Adam Tooze a écrit un nouveau livre, épais de 700 pages, sur l’histoire financière et économique de la dernière décennie judicieusement appelé Crashed. Le livre porte sur quatre grands thèmes : la réponse adoptée immédiatement suite à la crise, la crise de la zone euro, la généralisation de l’austérité budgétaire dans les pays développés après 2010 et enfin l’essor des mouvements populistes en Europe et aux Etats-Unis. Vous pouvez trouver une recension du livre dans The Economist et Tooze publie sur son blog de nombreux billets où il revient sur des thèmes qu’il aborde dans son livre.

Christine Lagarde nous dit sur le blog du FMI que l’anniversaire nous donne l’occasion d’évaluer la réponse apportée à la crise au cours de la dernière décennie. Lagarde dit que nous avons fait un long chemin, mais qu’il n’est pas encore terminé : le système est plus sûr, mais pas assez sûr ; et la croissance a rebondi, mais elle n’est pas assez partagée. Pour compliquer les choses, le paysage de l’économie politique a changé, avec un moindre engagement à la coopération internationale. Trop de banques, en particulier en Europe, restent fragiles et le capital bancaire doit probablement s’accroître davantage.

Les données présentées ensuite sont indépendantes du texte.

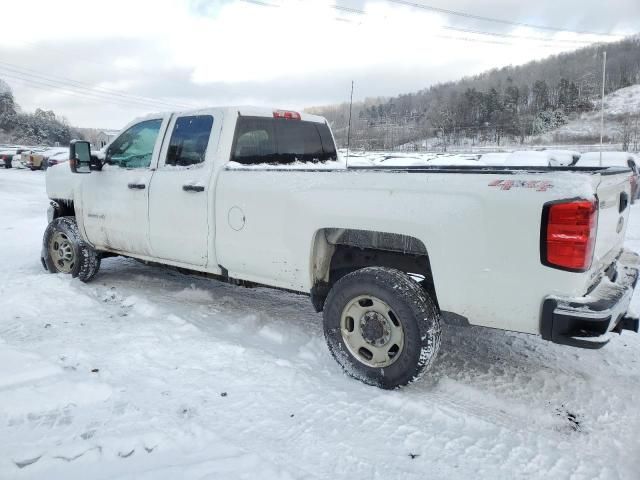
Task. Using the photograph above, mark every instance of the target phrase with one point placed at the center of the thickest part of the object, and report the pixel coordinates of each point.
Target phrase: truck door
(115, 201)
(181, 197)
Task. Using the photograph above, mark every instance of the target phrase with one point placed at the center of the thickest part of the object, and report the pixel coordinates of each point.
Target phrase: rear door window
(189, 140)
(281, 141)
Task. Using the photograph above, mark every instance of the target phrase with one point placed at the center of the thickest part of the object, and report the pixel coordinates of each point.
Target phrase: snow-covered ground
(148, 373)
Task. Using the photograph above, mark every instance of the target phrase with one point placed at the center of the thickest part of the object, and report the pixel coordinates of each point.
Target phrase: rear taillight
(569, 234)
(286, 114)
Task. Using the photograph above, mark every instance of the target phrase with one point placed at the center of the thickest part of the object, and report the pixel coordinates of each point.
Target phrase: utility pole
(349, 130)
(604, 71)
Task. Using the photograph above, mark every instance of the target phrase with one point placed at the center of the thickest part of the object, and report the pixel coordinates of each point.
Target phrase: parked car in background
(33, 159)
(58, 157)
(6, 156)
(615, 159)
(11, 156)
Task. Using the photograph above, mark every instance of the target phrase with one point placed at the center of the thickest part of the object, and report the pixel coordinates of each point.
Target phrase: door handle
(193, 188)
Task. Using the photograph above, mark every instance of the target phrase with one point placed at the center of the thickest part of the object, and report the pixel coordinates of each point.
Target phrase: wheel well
(338, 252)
(63, 208)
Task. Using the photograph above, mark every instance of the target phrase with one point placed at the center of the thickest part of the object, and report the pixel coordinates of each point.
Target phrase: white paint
(481, 240)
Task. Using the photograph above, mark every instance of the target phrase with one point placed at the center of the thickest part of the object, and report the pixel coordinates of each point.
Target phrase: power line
(473, 31)
(457, 29)
(79, 88)
(496, 20)
(42, 85)
(107, 93)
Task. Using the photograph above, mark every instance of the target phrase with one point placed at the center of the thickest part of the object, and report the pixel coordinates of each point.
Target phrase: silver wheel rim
(371, 331)
(61, 252)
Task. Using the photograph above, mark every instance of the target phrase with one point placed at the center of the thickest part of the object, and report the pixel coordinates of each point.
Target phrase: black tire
(411, 306)
(87, 260)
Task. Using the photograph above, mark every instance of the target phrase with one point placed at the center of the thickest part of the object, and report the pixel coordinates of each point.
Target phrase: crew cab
(259, 197)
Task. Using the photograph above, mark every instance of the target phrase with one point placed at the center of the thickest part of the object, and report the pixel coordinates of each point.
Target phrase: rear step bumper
(590, 321)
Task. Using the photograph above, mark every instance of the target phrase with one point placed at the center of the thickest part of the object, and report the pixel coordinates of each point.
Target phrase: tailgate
(614, 205)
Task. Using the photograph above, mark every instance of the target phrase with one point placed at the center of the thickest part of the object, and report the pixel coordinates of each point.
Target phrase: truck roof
(242, 110)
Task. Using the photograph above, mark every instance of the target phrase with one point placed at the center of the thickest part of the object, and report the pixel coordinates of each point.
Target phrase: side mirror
(80, 156)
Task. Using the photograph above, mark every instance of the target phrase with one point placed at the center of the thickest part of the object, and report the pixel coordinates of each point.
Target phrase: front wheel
(381, 327)
(64, 250)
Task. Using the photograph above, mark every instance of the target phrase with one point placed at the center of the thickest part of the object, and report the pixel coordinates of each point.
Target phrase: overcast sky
(100, 64)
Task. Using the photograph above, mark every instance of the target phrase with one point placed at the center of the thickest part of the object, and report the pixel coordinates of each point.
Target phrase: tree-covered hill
(42, 127)
(514, 104)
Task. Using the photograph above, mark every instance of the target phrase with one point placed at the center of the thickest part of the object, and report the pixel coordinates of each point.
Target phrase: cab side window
(134, 148)
(189, 140)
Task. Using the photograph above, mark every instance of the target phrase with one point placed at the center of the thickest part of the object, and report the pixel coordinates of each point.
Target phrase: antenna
(349, 129)
(604, 71)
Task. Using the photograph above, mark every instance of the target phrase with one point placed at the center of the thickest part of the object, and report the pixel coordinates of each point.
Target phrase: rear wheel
(64, 250)
(381, 327)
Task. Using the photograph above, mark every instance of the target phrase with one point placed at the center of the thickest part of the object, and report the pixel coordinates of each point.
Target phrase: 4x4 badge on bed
(538, 185)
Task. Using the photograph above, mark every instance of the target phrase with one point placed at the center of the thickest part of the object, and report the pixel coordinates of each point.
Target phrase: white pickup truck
(259, 197)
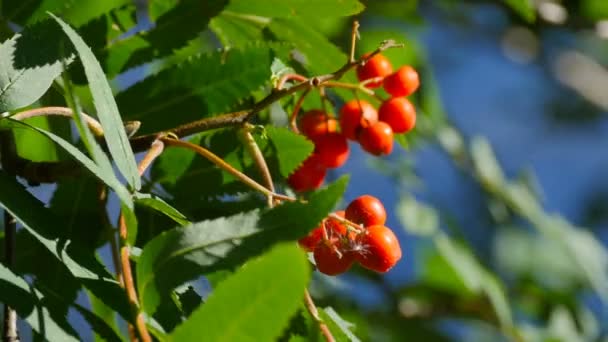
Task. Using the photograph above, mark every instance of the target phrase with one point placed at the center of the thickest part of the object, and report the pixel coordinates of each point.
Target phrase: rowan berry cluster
(358, 235)
(359, 121)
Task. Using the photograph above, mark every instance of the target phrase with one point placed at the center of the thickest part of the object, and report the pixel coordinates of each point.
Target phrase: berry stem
(353, 41)
(127, 282)
(171, 141)
(10, 332)
(312, 308)
(50, 172)
(296, 110)
(357, 86)
(289, 77)
(258, 158)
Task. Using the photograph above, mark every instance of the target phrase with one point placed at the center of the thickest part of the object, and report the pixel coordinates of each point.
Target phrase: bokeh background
(500, 197)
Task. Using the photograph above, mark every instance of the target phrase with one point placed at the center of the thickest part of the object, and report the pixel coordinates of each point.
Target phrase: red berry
(329, 262)
(377, 66)
(366, 210)
(332, 149)
(309, 176)
(380, 249)
(316, 122)
(335, 231)
(355, 115)
(399, 113)
(377, 139)
(402, 82)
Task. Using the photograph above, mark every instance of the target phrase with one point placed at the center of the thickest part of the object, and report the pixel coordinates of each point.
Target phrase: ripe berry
(335, 231)
(329, 262)
(332, 149)
(377, 66)
(399, 113)
(316, 122)
(379, 249)
(309, 176)
(377, 139)
(366, 210)
(355, 115)
(402, 82)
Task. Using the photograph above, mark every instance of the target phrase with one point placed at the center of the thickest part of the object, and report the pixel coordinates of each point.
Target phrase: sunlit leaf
(271, 286)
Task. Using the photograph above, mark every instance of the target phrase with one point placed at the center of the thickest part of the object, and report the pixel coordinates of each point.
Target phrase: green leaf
(292, 149)
(172, 30)
(17, 293)
(34, 146)
(236, 30)
(296, 8)
(318, 55)
(321, 56)
(107, 110)
(475, 277)
(38, 221)
(417, 218)
(207, 84)
(105, 313)
(160, 205)
(184, 253)
(29, 62)
(340, 328)
(104, 174)
(525, 9)
(75, 12)
(271, 286)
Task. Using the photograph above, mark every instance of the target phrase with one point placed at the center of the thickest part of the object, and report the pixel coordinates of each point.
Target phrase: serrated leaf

La culture, les valeurs et l’éthique n’ont pas beaucoup changé, dans la mesure où le secteur financier continue de donner la priorité au profit immédiat plutôt qu’à la prudence, au court-terme plutôt qu’à la soutenabilité. Dans ce contexte, Lagarde pense qu’une réforme clé pourrait consister à introduire davantage de commandement féminin en finance, pour deux raisons. D’une part, une plus grande diversité permet d’élargir la réflexion et d’éviter la pensée unique. D’autre part, cette diversité se traduira par davantage de prudence, avec moins de décisions imprudentes comme celles qui ont été à l’origine de la crise. S’il y avait eu davantage de Lehman Sisters et moins de Lehman Brothers, le monde aurait été bien différent aujourd’hui.

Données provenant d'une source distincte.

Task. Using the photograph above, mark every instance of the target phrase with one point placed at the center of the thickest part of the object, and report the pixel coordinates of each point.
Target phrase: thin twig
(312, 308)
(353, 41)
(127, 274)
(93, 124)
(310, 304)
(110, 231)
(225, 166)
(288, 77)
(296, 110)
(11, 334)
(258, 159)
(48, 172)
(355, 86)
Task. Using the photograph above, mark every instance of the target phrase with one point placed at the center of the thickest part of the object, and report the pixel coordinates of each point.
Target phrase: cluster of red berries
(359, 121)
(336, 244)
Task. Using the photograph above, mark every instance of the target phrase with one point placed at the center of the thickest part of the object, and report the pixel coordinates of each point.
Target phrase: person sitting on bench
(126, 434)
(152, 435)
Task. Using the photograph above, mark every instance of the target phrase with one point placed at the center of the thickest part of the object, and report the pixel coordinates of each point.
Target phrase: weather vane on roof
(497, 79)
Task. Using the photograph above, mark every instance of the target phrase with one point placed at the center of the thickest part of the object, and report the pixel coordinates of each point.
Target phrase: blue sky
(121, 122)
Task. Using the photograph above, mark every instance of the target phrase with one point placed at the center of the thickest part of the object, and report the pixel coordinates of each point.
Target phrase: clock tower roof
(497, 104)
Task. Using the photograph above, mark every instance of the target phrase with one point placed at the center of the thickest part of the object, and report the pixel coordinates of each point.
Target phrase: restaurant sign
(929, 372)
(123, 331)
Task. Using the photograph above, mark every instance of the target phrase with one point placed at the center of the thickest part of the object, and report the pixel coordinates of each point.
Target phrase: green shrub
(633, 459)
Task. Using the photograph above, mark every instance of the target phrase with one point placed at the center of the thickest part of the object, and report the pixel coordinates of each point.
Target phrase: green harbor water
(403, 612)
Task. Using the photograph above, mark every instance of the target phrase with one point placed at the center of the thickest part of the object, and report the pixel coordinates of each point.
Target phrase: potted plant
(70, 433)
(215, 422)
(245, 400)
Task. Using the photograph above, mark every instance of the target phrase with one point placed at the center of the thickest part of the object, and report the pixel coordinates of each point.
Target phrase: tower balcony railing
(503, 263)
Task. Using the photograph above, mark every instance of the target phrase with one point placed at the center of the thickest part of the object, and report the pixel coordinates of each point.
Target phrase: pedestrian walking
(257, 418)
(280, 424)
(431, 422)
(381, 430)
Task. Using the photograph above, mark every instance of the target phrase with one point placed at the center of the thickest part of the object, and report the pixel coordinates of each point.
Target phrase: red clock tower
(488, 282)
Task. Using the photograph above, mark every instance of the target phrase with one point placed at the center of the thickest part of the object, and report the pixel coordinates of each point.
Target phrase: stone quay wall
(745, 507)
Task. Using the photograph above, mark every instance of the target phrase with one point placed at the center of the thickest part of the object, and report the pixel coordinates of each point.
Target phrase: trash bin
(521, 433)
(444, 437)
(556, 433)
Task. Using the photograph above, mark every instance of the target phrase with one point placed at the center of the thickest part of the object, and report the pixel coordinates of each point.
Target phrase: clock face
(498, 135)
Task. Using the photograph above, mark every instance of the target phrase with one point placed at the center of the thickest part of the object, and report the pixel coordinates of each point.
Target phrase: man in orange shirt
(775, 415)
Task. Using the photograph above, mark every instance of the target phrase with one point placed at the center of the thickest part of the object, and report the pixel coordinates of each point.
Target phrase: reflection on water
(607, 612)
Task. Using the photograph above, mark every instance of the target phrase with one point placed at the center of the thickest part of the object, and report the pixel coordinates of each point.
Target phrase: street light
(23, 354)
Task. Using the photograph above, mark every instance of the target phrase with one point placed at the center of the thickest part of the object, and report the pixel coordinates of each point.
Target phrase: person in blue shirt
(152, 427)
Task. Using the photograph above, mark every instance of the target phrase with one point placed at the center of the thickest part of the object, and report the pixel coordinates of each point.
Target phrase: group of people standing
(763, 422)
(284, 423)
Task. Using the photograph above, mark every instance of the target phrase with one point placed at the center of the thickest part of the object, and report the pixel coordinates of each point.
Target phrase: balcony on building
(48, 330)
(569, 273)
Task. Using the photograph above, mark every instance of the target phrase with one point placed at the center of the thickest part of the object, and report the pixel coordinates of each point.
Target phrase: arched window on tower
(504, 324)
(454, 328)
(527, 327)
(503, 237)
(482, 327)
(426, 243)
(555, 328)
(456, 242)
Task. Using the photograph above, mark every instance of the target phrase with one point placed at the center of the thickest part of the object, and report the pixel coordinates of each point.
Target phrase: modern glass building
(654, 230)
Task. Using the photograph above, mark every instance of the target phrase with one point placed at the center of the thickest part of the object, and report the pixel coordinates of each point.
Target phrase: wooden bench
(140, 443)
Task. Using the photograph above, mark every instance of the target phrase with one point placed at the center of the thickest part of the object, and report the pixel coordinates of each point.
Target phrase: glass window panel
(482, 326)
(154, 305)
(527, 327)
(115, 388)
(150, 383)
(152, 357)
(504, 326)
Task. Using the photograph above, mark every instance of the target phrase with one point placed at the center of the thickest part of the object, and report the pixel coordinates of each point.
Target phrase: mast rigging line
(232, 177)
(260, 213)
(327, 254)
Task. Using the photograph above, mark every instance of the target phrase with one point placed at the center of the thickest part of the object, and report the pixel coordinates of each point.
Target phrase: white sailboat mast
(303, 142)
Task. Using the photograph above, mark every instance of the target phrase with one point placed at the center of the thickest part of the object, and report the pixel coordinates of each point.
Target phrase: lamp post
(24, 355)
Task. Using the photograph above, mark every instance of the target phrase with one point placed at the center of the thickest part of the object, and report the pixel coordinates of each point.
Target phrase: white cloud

Martin Wolf dit que, depuis la crise, les politiques et décideurs de politique économique ont essayé de nous ramener vers le passé plutôt que vers un avenir différent. Pour être plus précis, ils ont essayé de revenir à un meilleur passé, de la même façon qu’ils avaient cherché à le faire en 1918. En 1918, ils voulaient principalement revenir à un meilleur passé en matière de relations internationales ; après la crise de 2008, ils ont voulu revenir à une meilleure version du passé en matière de réglementation financière. Dans les deux cas, il s’agissait de laisser le reste inchangé. Le principal objectif de la politique économique au lendemain de la crise était de procéder à un sauvetage : stabiliser le système financier et restaurer la demande globale. Un tel sauvetage consistait à utiliser les bilans publics pour contenir l’effondrement du système financier, à réduire les taux d’intérêt, à laisser les déficits budgétaires s’accroître à court terme tout en limitant l’expansion budgétaire discrétionnaire et à introduire de nouvelles réglementations financières complexes.

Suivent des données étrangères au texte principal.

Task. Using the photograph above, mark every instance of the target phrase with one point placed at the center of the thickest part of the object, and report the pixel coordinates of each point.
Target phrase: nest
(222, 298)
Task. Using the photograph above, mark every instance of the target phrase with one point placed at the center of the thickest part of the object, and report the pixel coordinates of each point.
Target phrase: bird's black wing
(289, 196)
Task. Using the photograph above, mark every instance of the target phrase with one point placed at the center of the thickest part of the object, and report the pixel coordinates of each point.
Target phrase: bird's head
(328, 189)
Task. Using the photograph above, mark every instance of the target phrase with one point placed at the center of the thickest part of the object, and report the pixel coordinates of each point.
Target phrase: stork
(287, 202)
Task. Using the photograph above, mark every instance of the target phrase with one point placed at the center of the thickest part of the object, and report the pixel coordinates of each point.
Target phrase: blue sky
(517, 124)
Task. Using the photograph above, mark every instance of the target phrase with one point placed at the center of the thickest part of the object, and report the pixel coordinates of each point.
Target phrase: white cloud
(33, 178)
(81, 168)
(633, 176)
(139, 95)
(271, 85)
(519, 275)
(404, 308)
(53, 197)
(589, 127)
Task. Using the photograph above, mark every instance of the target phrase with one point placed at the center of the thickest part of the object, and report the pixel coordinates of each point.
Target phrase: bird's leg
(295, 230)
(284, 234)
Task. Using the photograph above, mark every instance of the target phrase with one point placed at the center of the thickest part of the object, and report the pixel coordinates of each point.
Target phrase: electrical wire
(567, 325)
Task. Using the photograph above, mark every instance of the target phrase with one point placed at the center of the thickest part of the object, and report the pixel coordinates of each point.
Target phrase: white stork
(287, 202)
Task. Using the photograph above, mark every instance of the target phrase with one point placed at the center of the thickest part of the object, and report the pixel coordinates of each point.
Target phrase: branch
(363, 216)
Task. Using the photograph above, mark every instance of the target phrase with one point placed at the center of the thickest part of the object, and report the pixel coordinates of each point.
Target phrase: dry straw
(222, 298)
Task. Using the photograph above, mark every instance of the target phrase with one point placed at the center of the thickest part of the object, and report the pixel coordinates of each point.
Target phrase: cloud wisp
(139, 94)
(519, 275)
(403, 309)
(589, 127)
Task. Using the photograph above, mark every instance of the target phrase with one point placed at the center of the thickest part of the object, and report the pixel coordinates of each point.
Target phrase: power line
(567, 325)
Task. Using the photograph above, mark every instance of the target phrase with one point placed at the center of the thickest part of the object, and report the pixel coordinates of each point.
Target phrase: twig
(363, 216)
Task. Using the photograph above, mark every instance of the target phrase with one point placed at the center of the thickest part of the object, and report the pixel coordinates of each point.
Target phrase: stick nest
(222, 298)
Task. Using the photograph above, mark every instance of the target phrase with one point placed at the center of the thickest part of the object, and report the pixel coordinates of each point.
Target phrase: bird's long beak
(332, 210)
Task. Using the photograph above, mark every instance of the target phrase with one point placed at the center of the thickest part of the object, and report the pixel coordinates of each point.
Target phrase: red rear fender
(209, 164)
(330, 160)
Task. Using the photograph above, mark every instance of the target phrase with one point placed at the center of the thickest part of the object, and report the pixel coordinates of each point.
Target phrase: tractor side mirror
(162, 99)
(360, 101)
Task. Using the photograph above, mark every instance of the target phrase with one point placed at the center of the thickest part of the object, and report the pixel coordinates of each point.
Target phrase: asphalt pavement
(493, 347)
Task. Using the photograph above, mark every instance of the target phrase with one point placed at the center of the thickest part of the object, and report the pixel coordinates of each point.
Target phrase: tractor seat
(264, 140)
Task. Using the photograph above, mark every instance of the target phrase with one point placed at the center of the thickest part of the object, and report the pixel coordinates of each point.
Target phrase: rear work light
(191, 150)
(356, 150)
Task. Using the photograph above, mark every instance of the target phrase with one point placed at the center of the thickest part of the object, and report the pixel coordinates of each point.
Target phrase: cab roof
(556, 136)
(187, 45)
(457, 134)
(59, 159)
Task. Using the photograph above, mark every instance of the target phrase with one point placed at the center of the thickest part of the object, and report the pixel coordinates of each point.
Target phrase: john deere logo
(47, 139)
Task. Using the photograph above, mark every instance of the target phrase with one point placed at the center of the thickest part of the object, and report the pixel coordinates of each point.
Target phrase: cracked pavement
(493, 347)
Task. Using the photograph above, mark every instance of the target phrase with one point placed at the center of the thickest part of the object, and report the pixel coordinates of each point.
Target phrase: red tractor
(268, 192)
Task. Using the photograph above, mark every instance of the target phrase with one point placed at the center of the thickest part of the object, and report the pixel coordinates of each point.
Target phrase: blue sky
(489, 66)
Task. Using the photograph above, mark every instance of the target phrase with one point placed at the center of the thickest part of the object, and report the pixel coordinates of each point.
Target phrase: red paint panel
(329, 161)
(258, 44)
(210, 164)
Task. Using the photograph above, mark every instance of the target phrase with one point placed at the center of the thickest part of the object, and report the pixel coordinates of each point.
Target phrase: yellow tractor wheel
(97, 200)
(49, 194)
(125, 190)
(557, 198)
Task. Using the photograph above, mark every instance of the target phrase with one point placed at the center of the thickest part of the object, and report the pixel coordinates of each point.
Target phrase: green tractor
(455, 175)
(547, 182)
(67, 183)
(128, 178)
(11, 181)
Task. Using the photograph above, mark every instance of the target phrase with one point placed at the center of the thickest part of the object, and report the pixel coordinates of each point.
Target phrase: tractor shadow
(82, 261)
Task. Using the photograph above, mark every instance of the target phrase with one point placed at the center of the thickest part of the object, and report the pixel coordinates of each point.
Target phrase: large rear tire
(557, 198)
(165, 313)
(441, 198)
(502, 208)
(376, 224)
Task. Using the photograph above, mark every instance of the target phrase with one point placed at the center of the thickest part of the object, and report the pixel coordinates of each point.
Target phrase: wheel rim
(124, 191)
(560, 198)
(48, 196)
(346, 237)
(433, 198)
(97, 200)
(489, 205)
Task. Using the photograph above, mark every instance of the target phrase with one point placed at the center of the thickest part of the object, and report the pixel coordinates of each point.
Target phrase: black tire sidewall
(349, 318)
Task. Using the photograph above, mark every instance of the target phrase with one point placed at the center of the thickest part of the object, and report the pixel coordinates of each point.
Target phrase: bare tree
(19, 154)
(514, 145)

A la différence des années trente, cela empêcha l’effondrement de l’économie et permis une reprise (fragile). La crise financière marque un échec dévastateur du libre marché suite au creusement des inégalités dans plusieurs pays. Pourtant, contrairement à ce qui s’est passé dans les années soixante-dix, les décideurs de politique économique ont peu questionné les rôles respectifs des gouvernements et des marchés. Il est peu surprenant que les populistes soient si populaires, au vu de cette inertie, une inertie que Wolf explique davantage par la puissance de certains intérêts privés que par l’absence de nouvelles idées.

Harold James écrit que la crise financière de 2008 a nourri trois grands récits chez les responsables de la politique économique et les faiseurs d’opinion. Premièrement, après Lehman, l’Histoire mondiale de la spéculation financière, le livre que Charles Kindleberger publia en 1978 en s’appuyant sur les travaux de Hyman Minsky sur les cycles financiers, a connu un regain de popularité et il a été interprété comme une mise en garde contre "fondamentalisme du marché". Le deuxième récit considère que la chute de Lehman fait écho au krach de Wall Street de 1929 et à la Grande Dépression. Le troisième récit était que l’effondrement de Lehman augurait la fin du capitalisme américain. Aucun des deux premiers récits n’est vraiment correct. La crise ne fut pas un échec de marché, mais plutôt le produit d’institutions non marchandes opaques et dysfonctionnelles qui se sont perversement de plus en plus enchevêtrées. Elle a révélé le problème de la complexité et non des marchés en tant que tels.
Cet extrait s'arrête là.